To craft this particular piece of art, Collins drew inspiration from and combined the Black Canyon, Grand Canyon, and Zion Canyon into a single confluence, noting that it was each of those destinations, above all, that inspired his love of the outdoors.
“It didn’t take long for me to fall in love with the desert Southwest, with its soaring walls and abstract rivers scribbled through the landscape,” Collins says in a short film—titled Like A River—released to coincide with the product unveiling. “I’ve climbed their walls, swam their waters, and immersed myself into them as just another brush stroke on the landscape.”
As part of the campaign, Osprey and Rumpl are donating $10,000 to boost conservation efforts by American Rivers, an organization supported by more than 300,000 members and volunteers that first embarked on its water protection and restoration efforts back in 1973.
“When we started this collaboration, we knew we wanted more out of it than some beautiful gear,” Osprey announced on its website. “We are proud to support a national organization dedicated to the protection and restoration of our wild rivers and waterways.”
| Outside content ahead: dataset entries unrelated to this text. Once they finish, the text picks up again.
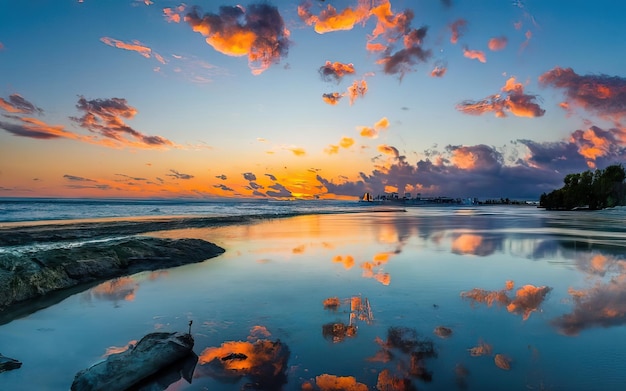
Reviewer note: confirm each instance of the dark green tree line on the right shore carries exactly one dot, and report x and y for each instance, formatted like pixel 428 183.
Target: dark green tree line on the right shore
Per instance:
pixel 593 189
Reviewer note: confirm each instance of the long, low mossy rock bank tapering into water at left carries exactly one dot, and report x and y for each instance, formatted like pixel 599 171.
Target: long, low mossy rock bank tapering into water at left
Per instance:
pixel 28 275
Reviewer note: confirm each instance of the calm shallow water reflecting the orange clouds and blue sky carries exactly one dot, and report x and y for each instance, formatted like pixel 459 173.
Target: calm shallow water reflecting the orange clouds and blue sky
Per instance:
pixel 412 267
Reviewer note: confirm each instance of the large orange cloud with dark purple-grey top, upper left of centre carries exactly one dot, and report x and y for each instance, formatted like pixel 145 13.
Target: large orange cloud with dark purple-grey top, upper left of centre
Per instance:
pixel 257 32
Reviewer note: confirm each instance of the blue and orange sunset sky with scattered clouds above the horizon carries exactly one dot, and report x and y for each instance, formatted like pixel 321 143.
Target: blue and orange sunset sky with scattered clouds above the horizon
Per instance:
pixel 308 99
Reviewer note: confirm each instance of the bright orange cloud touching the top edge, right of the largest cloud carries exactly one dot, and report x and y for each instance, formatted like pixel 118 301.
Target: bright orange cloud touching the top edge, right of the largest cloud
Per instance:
pixel 330 20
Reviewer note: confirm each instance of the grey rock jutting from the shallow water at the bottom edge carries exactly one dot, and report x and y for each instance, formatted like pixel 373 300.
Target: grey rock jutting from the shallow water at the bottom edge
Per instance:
pixel 153 353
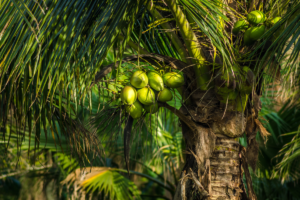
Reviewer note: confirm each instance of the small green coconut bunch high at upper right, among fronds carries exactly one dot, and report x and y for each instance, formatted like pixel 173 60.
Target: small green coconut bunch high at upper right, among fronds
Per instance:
pixel 254 26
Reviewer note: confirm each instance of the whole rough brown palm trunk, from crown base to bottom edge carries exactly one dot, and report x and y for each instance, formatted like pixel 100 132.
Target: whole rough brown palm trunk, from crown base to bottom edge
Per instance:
pixel 213 162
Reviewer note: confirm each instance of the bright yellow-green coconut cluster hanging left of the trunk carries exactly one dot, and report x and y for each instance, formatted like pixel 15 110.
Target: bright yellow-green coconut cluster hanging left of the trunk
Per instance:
pixel 146 89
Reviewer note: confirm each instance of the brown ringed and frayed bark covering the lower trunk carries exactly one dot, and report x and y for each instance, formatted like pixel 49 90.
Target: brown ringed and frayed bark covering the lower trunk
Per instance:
pixel 216 177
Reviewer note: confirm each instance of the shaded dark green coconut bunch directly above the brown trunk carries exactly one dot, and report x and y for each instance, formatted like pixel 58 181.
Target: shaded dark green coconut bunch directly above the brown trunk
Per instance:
pixel 234 85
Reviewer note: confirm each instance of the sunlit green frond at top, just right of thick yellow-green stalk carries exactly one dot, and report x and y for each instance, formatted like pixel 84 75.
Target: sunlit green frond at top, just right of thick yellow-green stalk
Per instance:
pixel 208 16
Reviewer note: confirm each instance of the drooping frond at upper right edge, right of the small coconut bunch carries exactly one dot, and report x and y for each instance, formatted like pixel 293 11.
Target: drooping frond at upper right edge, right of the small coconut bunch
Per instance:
pixel 279 50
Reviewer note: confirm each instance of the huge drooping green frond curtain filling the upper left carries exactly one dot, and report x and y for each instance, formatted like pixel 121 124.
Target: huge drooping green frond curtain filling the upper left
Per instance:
pixel 49 55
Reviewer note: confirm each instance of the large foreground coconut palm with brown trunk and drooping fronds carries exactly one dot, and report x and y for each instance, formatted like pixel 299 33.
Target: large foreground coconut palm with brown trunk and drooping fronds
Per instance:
pixel 52 59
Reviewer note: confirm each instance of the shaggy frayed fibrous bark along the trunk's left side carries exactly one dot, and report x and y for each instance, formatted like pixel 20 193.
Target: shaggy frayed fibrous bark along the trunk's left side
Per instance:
pixel 200 146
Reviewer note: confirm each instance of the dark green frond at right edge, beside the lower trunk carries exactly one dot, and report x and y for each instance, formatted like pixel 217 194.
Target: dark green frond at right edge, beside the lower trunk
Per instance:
pixel 278 158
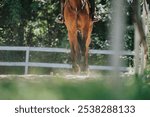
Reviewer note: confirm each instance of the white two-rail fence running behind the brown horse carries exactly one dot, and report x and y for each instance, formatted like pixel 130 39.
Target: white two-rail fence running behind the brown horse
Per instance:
pixel 28 64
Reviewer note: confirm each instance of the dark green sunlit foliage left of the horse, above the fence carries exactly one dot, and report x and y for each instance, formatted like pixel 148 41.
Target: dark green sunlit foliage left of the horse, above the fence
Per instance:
pixel 30 23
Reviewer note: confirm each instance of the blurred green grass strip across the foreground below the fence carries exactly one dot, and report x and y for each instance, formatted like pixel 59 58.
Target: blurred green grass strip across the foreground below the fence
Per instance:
pixel 58 87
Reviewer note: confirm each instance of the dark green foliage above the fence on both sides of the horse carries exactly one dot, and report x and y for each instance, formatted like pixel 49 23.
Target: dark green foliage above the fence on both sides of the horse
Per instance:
pixel 31 23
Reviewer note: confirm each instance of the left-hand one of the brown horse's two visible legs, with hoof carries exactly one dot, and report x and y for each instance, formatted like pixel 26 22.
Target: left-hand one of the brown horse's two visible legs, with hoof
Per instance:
pixel 75 52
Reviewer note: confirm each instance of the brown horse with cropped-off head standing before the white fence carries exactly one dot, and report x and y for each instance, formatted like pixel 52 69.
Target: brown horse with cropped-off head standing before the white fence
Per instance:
pixel 79 25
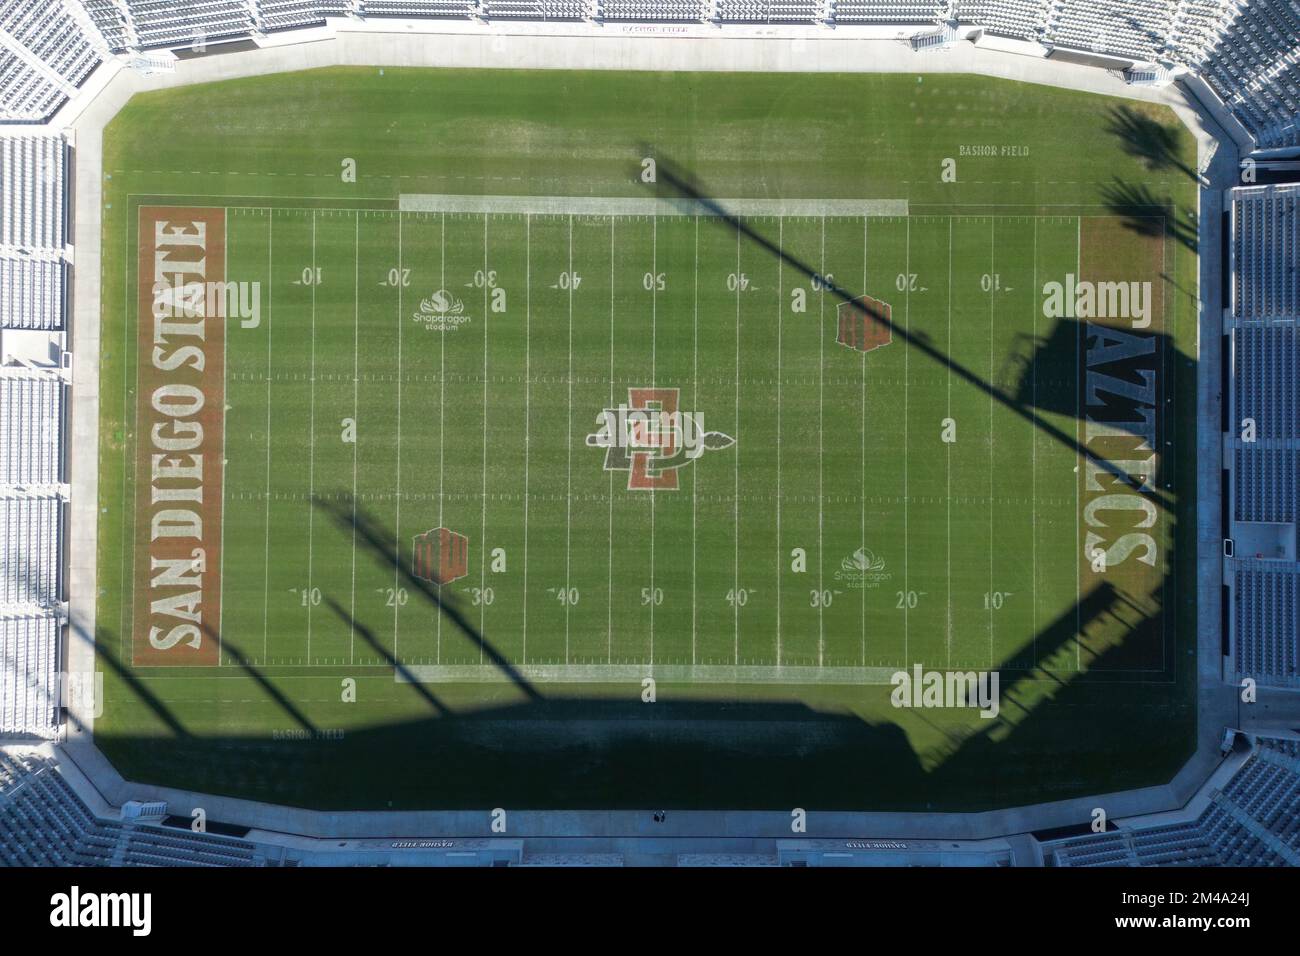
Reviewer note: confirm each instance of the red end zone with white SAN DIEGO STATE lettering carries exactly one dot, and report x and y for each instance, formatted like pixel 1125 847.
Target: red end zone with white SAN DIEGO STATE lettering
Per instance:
pixel 180 436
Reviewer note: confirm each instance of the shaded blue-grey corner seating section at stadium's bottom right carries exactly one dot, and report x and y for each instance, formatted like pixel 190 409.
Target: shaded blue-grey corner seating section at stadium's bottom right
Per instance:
pixel 1254 821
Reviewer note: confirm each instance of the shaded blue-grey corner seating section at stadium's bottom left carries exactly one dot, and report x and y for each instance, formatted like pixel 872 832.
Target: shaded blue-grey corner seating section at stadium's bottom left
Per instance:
pixel 45 824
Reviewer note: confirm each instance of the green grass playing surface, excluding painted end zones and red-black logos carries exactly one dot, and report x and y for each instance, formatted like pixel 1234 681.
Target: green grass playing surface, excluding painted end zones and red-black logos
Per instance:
pixel 948 460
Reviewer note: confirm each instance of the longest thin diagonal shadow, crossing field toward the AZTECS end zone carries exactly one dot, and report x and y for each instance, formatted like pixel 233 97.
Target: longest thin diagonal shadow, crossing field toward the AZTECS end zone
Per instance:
pixel 687 191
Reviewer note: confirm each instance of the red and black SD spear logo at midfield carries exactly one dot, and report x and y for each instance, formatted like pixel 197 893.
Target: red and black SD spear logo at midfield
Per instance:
pixel 651 439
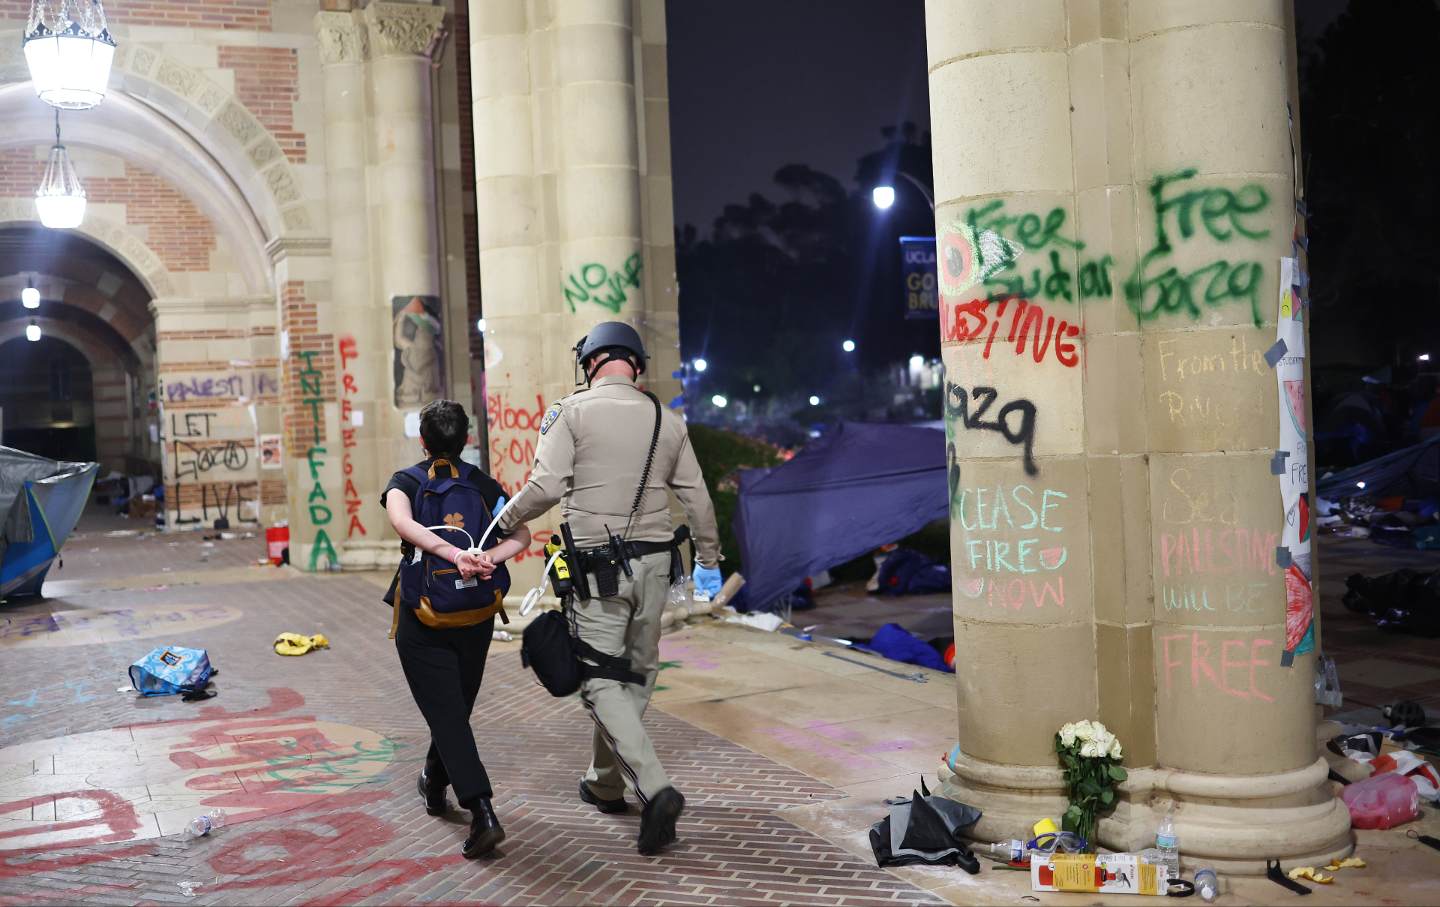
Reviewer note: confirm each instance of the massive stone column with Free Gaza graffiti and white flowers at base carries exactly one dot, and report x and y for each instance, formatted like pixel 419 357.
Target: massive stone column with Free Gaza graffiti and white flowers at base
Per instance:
pixel 1115 195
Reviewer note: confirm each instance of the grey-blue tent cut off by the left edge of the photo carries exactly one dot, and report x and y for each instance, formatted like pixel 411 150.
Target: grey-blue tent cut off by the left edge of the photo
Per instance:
pixel 41 502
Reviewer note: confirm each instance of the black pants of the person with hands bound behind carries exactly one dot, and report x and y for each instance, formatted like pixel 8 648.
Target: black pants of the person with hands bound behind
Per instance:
pixel 444 669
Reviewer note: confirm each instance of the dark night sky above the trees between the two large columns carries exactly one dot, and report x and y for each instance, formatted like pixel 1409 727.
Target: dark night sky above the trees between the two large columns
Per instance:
pixel 760 84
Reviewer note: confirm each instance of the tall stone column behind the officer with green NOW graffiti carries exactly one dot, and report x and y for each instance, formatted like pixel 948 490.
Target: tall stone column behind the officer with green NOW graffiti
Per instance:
pixel 571 222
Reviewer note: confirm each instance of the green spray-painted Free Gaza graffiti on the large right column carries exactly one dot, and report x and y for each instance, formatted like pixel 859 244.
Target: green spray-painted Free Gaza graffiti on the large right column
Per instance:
pixel 1212 215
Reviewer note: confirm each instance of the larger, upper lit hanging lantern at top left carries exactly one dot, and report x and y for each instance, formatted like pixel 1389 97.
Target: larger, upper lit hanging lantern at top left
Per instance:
pixel 70 51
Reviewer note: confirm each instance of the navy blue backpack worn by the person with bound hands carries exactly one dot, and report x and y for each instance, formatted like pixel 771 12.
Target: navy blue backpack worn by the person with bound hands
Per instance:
pixel 453 506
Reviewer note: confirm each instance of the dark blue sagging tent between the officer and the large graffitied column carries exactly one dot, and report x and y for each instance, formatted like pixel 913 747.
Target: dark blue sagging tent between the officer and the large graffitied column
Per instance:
pixel 845 496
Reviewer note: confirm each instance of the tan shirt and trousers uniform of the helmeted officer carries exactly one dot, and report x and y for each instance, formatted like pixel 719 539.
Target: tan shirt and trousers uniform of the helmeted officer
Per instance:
pixel 591 456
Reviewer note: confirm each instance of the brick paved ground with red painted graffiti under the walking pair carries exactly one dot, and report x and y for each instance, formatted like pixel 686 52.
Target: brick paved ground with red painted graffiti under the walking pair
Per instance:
pixel 345 843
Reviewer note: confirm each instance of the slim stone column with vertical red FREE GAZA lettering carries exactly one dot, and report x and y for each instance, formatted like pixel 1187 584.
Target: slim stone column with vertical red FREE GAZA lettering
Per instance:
pixel 364 342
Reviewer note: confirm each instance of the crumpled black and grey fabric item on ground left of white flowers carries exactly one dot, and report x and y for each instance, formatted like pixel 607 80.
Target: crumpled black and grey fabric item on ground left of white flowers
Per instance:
pixel 925 830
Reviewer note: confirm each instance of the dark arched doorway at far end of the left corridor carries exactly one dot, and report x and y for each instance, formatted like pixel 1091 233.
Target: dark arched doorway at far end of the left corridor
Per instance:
pixel 47 400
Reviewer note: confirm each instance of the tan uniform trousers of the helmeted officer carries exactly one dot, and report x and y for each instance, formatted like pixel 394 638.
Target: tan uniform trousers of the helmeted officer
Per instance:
pixel 629 627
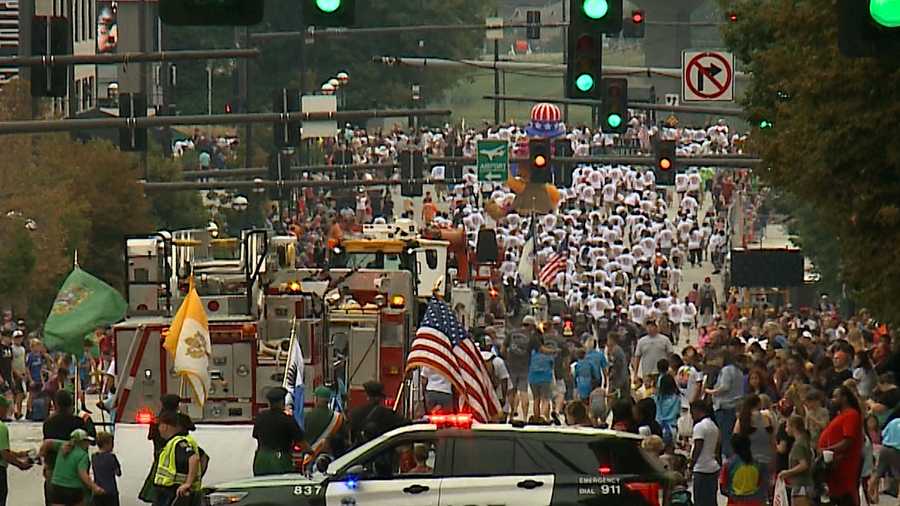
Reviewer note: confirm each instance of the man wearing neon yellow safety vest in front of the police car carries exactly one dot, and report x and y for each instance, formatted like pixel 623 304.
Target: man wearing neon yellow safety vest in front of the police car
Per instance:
pixel 178 477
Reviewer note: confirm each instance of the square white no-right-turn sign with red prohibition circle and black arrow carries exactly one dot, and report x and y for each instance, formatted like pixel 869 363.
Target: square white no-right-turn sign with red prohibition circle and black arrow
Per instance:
pixel 707 76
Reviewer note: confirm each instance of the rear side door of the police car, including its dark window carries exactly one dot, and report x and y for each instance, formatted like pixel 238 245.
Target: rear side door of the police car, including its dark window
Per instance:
pixel 494 471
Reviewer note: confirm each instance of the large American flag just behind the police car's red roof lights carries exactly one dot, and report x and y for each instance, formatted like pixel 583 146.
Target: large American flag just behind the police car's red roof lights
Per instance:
pixel 441 343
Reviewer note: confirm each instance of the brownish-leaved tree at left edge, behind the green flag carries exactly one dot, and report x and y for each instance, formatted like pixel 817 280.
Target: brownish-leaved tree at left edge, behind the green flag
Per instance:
pixel 82 197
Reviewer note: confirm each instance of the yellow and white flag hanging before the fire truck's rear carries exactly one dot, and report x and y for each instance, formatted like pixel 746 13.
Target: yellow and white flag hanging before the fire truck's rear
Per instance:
pixel 189 345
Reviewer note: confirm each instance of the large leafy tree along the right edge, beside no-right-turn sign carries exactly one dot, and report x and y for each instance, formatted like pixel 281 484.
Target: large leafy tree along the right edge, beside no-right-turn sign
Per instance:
pixel 832 146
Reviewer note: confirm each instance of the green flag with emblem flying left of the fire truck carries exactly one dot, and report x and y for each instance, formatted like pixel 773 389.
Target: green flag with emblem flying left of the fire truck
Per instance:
pixel 82 304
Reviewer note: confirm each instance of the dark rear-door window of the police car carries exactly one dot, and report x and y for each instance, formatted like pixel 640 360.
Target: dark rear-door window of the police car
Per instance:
pixel 475 456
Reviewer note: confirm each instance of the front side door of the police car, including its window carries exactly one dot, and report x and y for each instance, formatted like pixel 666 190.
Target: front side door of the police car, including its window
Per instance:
pixel 404 471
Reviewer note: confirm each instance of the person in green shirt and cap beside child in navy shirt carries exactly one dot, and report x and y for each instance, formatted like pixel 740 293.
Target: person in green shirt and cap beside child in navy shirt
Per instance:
pixel 71 480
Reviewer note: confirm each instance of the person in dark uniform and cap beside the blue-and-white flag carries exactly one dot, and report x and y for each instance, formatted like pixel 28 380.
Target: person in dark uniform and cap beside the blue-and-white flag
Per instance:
pixel 275 432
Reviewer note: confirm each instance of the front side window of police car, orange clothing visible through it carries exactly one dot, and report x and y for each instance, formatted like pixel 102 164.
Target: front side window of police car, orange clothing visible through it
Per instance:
pixel 412 457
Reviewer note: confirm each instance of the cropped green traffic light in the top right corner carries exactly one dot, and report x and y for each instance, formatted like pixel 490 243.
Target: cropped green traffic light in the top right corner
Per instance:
pixel 869 28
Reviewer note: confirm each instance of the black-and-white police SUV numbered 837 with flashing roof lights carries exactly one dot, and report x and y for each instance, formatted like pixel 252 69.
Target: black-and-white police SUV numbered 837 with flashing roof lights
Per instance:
pixel 450 461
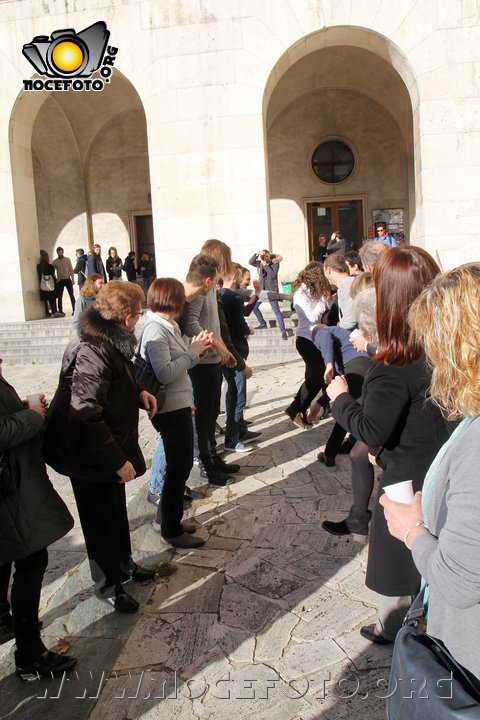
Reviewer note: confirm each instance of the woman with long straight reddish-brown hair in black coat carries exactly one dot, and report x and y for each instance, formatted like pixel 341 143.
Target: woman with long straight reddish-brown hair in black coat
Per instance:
pixel 402 428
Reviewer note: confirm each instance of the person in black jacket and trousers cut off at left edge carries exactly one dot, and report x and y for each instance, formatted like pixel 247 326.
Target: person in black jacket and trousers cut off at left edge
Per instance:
pixel 32 516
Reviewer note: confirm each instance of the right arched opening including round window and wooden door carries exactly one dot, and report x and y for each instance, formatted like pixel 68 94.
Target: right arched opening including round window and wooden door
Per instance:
pixel 339 89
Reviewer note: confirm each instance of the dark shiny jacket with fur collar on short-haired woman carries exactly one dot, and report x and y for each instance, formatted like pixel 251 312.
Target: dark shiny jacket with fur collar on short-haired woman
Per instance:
pixel 92 424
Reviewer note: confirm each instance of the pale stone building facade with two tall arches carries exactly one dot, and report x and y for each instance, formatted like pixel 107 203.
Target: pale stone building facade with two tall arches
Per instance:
pixel 260 122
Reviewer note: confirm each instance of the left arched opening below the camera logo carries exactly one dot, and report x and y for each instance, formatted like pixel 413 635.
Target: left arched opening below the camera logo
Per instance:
pixel 80 172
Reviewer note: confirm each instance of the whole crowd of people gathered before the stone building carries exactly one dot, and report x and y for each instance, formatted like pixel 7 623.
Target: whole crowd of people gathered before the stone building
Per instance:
pixel 391 350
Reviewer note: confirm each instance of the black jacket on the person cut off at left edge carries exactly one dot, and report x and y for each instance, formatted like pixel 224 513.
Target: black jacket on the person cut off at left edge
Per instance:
pixel 32 514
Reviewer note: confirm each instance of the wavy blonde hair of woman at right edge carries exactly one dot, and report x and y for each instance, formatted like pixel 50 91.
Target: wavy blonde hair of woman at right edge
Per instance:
pixel 446 317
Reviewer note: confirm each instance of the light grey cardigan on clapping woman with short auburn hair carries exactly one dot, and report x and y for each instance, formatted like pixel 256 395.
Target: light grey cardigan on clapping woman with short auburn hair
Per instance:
pixel 170 358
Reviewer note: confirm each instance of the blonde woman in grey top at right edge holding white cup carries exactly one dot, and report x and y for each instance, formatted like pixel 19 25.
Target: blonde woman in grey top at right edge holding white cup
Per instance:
pixel 441 526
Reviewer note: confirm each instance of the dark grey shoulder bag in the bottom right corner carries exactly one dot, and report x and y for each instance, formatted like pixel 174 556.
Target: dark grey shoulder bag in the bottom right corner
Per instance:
pixel 426 682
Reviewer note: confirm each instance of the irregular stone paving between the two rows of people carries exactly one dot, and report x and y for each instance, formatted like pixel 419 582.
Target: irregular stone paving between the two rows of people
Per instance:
pixel 263 621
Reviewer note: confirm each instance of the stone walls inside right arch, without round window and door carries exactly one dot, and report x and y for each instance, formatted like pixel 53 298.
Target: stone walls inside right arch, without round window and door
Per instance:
pixel 331 73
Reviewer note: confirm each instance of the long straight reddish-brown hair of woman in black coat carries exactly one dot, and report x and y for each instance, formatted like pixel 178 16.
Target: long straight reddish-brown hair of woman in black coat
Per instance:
pixel 400 274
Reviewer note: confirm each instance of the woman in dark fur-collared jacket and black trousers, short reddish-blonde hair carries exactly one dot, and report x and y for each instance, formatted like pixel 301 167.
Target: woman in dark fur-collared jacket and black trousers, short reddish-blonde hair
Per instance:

Approximately two-thirds of U.S. citizens source their drinking water from rivers, but with the ongoing effects of drought, pollution, damming, and draining, preserving these bodies of water that are so paramount to economies and individual livelihoods is now more important than ever.
“Human beings can survive without a lot of things—safe, clean water isn’t one of them,” the American Rivers page says. “We invite local leaders, neighborhoods, and cities big and small to dream with us—and lead on river conservation and water management solutions that work for both people and nature.”